Viel zu wenig bekannt ist bei uns, dass Belarus im 2. Weltkrieg mit mehr als 2 Millionen Menschen ein Viertel seiner Bevölkerung verloren hat, ein großer Teil davon jüdische Menschen. Eindrucksvolle Mahnmale sind die Gedenkstätte Chatyn bei Minsk (für die "ermordeten Dörfer") und die "Jama" in Minsk, unweit der Geschichtswerkstatt beim ehemaligen jüdischen Friedhof. Irre ich mich, wenn ich in unseren Schulbüchern neben Auschwitz, Maydanek, Sobibor, Treblinka die Erwähnung des Vernichtungslagers Trostenez bei Minsk vermisse? Erfahren unsere Jugendlichen im Geschichtsunterricht, dass jüdische Menschen aus Hamburg, Bremen, Düsseldorf, Bonn, Frankfurt, Wien ... ins Minsker Ghetto zur Vernichtung deportiert wurden?

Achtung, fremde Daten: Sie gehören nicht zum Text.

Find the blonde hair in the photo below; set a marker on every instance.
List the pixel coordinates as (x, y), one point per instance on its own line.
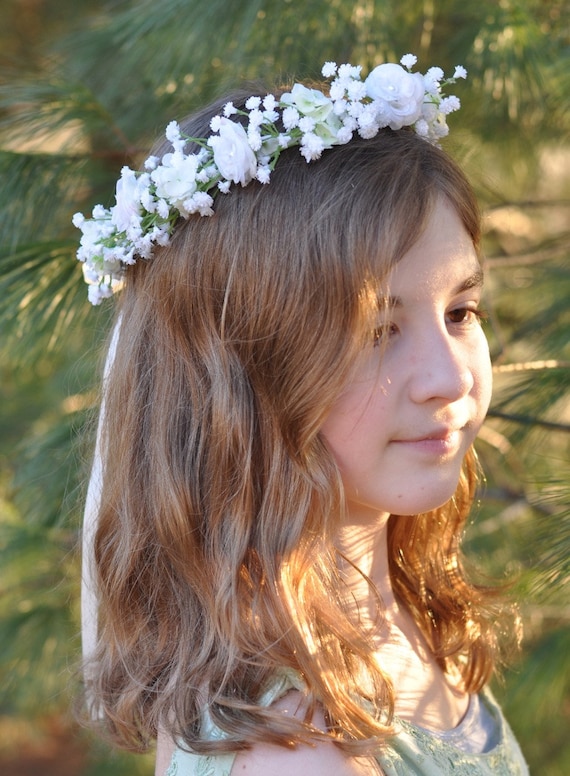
(220, 503)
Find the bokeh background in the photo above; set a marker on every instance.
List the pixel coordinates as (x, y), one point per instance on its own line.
(85, 87)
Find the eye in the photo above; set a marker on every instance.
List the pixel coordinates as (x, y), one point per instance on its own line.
(466, 315)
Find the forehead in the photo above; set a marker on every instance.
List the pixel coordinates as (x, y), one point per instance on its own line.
(443, 257)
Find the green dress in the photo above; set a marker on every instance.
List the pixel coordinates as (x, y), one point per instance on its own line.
(410, 751)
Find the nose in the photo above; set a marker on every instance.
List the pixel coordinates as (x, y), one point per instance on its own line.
(441, 368)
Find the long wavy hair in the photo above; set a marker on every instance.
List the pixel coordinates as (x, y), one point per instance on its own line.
(215, 548)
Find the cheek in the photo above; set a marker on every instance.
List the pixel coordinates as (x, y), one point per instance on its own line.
(483, 374)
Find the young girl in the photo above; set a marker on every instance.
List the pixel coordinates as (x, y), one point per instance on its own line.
(285, 463)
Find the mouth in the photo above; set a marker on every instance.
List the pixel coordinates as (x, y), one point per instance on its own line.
(440, 442)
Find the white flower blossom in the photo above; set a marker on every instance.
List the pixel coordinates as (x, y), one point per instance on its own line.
(175, 179)
(401, 94)
(329, 69)
(233, 155)
(150, 202)
(151, 162)
(308, 102)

Die Erinnerungen von Jacob Shepetinski wurden von zahlreichen deutschen Verlagen abgelehnt, weil daran angeblich zu wenig Interesse bestehe, bevor ein Schweizer Verlag die erste Auflage riskierte. Dabei dürfte dies Buch auch und vielleicht besonders Jugendliche fesseln.
Jacob Shepetinski lebt heute hochbetagt in Israel. Er kann jetzt nicht mehr nach Deutschland kommen, um die Jugendlichen zu treffen, die zusammen mit Ulrike Jäger aus Bünde im Rahmen von Sommer-Workcamps an einem verlängerten Wochende auf seinen Spuren durch Belarus gereist sind.